#!/usr/bin/env python
# coding: utf-8
# # Supervised Machine Learning basics: Titanic example
# Florent Leclercq,
# Imperial Centre for Inference and Cosmology, Imperial College London,
# florent.leclercq@polytechnique.org
# In[1]:
import numpy as np
from sklearn.ensemble import RandomForestClassifier
# ## Load training data set
# In[2]:
# data set available at this address: https://www.kaggle.com/c/titanic/data
# (version slightly modified to be conveniently loaded with numpy)
dtype = {'names':('PassengerId','Survived','Pclass','Name','Sex',
'Age','SibSp','Parch','Ticket','Fare','Cabin','Embarked'),
'formats': ('i4','i4','i4','S20','S6','S20','i4','i4','S20','f8','S20','S20')}
data = np.loadtxt("data/titanic.csv", dtype=dtype, delimiter=";", comments="#")
# Data dictionary
#
# | Variable | Definition | Key |
# |----------|--------------------------------------------|------------------------------------------------|
# | Survived | Survival | 0 = No, 1 = Yes |
# | Pclass | Ticket class | 1 = 1st, 2 = 2nd, 3 = 3rd |
# | Sex | Sex | |
# | Age | Age in years | |
# | SibSp | # of siblings / spouses aboard the Titanic | |
# | Parch | # of parents / children aboard the Titanic | |
# | Ticket | Ticket number | |
# | Fare | Passenger fare | |
# | Cabin | Cabin number | |
# | Embarked | Port of Embarkation | C = Cherbourg, Q = Queenstown, S = Southampton |
# In[3]:
data[500]
# In[4]:
data[600]
# In[5]:
def perform_splitting(condition):
selected_passengers = data[np.where(condition)]
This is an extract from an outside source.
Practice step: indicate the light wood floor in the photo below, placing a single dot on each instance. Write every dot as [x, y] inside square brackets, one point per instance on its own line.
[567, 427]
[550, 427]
Nsplit = selected_passengers.size
Nsurvived_split = np.sum(selected_passengers['Survived']==1)
Ndied_split = np.sum(selected_passengers['Survived']==0)
return Nsurvived_split, Ndied_split, Nsplit
def entropy(Nsurvived, Ndied, Ntot):
assert(Nsurvived + Ndied == Ntot)
return -Nsurvived/Ntot*np.log2(Nsurvived/Ntot) -Ndied/Ntot*np.log2(Ndied/Ntot)
# ## Parent Entropy
# In[6]:
Ntot = data['Survived'].size
Nsurvived = np.sum(data['Survived']==1)
Ndied = np.sum(data['Survived']==0)
H_parent = entropy(Nsurvived, Ndied, Ntot)
print("Ndied={}, Nsurvived={}, Ntot={}".format(Ndied,Nsurvived,Ntot))
print("H_parent={}".format(H_parent))
# ## Information gain: ticket class
# In[7]:
Nsurvived_first, Ndied_first, Nfirst = perform_splitting(data['Pclass']==1)
H_first = entropy(Nsurvived_first, Ndied_first, Nfirst)
print("Ndied_first={}, Nsurvived_first={}, Nfirst={}".format(Ndied_first,Nsurvived_first,Nfirst))
print("H_first={}".format(H_first))
# In[8]:
Nsurvived_second, Ndied_second, Nsecond = perform_splitting(data['Pclass']==2)
H_second = entropy(Nsurvived_second, Ndied_second, Nsecond)
print("Ndied_second={}, Nsurvived_second={}, Nsecond={}".format(Ndied_second,Nsurvived_second,Nsecond))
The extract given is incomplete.